Most guys fell for her. J fell hard for her, and entangled himself in a nearly year long tug of war of friendship, crush, confusion and frustration that was damaging to them both. Nights were spent together, as two simple friends, fumbling with emotional dependency but unwilling to move beyond and risk wrecking their ambiguous bond, which they both seemed to value enough to punish themselves for.
That emotional bond developed around the time S died.
By then, J had known R for a few weeks. He’d known of her months longer, through one of his closest friends, who had fallen into the same pattern with her he’d soon follow. Those two had a falling out as well, for the same reasons J and R did. Youth is so messy.
By the time R met S, she and J had become neighbours, and even though he had come into her acquaintance bearing the grudge of loyalty to his friend, J was soon regularly going to her apartment to watch movies and drink cheap beer whenever she invited him. Within a matter of weeks, with his close friend increasingly agitated by their new friendship, J was doing things like visiting her at her new job and crashing nights in bed together, fully clothed, at her apartment even though his own was about 5 doors down.
One day, while visiting her at her new job, R introduced J to S. He was tall, handsome and many things J was not. A photographic example of that British Bluebeat skinhead style. He looked really fucking cool. Way cooler, and way more sure of himself than J felt. And within days, S and R became “a thing”.
And within weeks, S suddenly died. And that’s when J and R became close.

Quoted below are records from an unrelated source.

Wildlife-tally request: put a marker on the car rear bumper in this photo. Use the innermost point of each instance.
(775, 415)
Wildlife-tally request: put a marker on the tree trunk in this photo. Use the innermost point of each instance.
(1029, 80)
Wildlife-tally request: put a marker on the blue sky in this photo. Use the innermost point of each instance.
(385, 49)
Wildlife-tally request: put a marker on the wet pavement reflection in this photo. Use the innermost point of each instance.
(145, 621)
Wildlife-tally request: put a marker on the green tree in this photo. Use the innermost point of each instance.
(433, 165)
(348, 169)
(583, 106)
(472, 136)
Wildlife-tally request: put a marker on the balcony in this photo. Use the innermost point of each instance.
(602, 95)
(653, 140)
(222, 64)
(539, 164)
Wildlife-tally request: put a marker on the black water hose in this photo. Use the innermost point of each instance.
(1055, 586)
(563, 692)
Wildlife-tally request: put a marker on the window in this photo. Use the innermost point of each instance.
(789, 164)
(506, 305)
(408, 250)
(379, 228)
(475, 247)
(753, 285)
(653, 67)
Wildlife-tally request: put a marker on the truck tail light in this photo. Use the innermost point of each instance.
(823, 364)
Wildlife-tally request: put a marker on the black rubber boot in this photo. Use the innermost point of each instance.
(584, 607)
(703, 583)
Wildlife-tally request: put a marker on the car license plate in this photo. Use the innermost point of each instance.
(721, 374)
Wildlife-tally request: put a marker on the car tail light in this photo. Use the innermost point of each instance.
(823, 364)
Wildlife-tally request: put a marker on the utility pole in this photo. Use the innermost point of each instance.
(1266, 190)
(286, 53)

The guy had had a heart attack. At 20 years old. Undiagnosed health issue. Tragic.
Sometime after the funeral, J and R were driving around town in her car. There was a tape playing, one that stayed in that cassette deck for months, continuing to loop and repeat until one day, the grieving over, she stopped playing it. S had made it for her right after they’d met, she told J, and obviously right before he died, since really their relationship could’ve only lasted a month at best.
A song on that tape always stood out to J because of the lyrics, so heartfelt and painful, which J could feel in his blood as he’d look at her, knowing she was feeling it in her blood too, being sung by someone who weeks ago was living and breathing.
Young love is so strange and messy and may not even be love at all, but is like cats playing to prepare their instincts for survival. If we survive our youth with our hearts intact enough to continue to love, we’re lucky indeed.